Czech foreign minister: Decisive word on NATO’s training mission in Iraq must come from country’s government

Mourners holding posters of Iranian Gen. Qassem Soleimani attend a funeral ceremony for him and his comrades, Tehran, Iran, January 6, 2020, photo: ČTK/AP/Ebrahim Noroozi

Amidst growing tension over the latest developments in the Middle East, following the killing of Iran’s military leader Qassem Soleimani in Iraq, the Czech foreign minister has joined calls for a level-headed approach to the crisis, warning that a further escalation of tension will not only destabilize the region, but put at risk the progress made in the war on terror.

Tomáš Petříček, photo: Michaela Danelová / Czech Radio
In an interview for public broadcaster Czech Television, Foreign Minister Petříček welcomed Friday’s scheduled meeting of EU foreign ministers in Brussels on the crisis, saying there was still a chance to get the situation under control.

“I am naturally concerned about the fact that our ally acted unpredictably and without warning, but the consultations in NATO that have taken place since suggest there is still a possibility to calm the situation.

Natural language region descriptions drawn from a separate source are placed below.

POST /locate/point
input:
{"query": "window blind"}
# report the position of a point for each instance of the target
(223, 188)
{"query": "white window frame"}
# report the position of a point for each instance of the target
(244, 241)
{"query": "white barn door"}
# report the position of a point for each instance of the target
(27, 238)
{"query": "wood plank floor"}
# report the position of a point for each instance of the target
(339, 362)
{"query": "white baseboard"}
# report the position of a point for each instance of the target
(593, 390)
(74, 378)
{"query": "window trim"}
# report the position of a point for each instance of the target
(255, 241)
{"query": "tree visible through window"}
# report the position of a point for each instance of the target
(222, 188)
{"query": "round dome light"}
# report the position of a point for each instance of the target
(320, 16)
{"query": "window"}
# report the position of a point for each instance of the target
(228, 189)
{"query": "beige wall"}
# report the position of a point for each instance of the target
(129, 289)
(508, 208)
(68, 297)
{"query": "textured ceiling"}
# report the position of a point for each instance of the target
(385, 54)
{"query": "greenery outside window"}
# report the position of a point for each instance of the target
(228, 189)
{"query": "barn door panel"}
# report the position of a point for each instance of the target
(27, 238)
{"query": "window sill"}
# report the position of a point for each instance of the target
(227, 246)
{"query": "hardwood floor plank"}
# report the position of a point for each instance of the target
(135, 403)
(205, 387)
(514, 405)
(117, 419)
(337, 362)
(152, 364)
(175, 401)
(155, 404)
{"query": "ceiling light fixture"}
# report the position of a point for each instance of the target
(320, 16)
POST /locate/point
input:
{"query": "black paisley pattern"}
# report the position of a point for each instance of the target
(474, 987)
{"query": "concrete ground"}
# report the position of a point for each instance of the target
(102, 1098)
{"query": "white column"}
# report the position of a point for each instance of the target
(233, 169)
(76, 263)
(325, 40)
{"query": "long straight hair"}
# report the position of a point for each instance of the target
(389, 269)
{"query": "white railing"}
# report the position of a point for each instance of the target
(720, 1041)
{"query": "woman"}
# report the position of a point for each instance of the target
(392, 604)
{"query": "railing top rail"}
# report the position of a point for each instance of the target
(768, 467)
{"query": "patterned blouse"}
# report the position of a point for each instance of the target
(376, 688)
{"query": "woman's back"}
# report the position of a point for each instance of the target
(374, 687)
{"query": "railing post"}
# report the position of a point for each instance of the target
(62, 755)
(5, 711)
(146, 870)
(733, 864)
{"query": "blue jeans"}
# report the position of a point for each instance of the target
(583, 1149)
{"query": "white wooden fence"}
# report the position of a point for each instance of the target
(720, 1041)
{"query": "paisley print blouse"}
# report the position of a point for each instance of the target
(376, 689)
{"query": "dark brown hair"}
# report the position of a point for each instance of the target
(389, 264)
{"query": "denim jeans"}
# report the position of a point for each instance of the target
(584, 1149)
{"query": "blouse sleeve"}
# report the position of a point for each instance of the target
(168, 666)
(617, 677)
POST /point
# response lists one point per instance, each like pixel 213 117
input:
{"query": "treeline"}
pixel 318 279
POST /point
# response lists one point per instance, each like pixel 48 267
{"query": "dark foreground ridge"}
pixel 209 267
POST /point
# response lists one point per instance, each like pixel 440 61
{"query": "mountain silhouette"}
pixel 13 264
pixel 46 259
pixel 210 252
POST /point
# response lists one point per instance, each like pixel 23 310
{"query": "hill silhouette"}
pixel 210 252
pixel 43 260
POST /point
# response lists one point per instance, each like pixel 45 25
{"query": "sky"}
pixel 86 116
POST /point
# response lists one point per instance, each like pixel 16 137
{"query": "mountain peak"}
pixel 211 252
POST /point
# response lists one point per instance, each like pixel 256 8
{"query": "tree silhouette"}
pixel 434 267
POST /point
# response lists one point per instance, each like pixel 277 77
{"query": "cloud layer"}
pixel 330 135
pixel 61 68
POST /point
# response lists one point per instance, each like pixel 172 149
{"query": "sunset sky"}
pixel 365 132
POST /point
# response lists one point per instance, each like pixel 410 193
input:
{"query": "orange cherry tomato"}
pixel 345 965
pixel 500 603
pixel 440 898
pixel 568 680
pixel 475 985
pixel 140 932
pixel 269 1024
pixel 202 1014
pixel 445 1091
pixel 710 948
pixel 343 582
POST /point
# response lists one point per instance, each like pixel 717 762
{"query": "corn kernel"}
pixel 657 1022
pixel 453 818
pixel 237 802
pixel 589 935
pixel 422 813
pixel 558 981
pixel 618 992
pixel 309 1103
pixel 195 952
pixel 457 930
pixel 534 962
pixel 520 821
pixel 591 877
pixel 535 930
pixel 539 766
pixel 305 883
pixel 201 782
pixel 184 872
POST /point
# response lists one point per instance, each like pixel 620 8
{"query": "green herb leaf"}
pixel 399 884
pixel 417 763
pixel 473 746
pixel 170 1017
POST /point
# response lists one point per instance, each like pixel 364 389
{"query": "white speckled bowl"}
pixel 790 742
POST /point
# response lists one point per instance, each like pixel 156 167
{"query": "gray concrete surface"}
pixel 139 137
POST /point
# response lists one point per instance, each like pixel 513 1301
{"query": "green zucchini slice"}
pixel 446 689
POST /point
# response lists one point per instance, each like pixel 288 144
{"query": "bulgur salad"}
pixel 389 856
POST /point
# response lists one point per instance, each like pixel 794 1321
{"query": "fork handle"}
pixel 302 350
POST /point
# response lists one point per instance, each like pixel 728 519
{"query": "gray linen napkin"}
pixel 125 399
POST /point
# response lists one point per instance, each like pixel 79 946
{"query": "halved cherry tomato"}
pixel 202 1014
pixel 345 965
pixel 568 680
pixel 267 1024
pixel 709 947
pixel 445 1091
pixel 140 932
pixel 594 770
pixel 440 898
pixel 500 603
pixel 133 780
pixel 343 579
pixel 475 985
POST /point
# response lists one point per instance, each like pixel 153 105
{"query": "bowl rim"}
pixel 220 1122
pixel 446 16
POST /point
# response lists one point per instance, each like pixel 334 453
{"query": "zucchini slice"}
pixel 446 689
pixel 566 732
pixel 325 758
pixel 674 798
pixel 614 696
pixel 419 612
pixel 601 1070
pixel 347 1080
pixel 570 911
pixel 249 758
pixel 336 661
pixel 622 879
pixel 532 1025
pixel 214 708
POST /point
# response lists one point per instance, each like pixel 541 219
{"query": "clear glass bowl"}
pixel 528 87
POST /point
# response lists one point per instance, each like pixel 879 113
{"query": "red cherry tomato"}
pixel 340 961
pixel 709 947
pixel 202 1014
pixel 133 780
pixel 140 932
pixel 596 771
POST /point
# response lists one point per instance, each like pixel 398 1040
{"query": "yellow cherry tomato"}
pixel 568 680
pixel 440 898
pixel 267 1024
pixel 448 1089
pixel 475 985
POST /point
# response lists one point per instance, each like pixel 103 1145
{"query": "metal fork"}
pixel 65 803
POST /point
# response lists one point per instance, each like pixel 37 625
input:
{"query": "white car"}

I hope that can be achieved and that NATO forces will able to conclude their training mission in Iraq, which is primarily to ensure that Iraqi security forces will be able to maintain law and order in the country when we leave.”

In the wake of a call from the Iraqi Parliament for the withdrawal of all foreign troops from the country and rumours that such a step might be imminent on Monday night, the Czech foreign minister said it would be premature to discuss this scenario.

“After NATO suspended its training mission for Iraqi security forces, in which the Czech Republic has soldiers and police officers, it was understood that we would remain in place and await the outcome of consultations with the Iraqi government on how to proceed. The Iraqi Parliament’s appeal was made without the presence of Kurdish and Sunni deputies and is moreover not legally binding. The decisive word must come from the Iraqi government which invited the allied forces, not just to help in the fight against Islamic State militants but to train the local security forces. Of course, it is a government in demise, which makes things more complicated.”

Mourners holding posters of Iranian Gen. Qassem Soleimani attend a funeral ceremony for him and his comrades, Tehran, Iran, January 6, 2020, photo: ČTK/AP/Ebrahim Noroozi
Further commenting on the crisis, Foreign Minister Petříček said he hoped to see the EU play a constructive role in diffusing the tension and helping to save the 2015 JCPOA nuclear deal, saying that consultations between the key players and NATO and EU officials suggested that neither side wanted to let the situation spiral out of control.

Speaking of the Czech Republic’s international commitments in fighting terrorism, Minister Petříček said he supported the Czech Defence Ministry’s proposal for 60 Czech soldiers to be deployed in anti-terrorist operations in Mali, Niger and Chad, saying the region is key to European security and Czech participation is important both for foreign policy and security reasons. The Czech Republic currently has 120 soldiers helping to train the armed services in Mali and will take command of the EU’s training mission there later this year.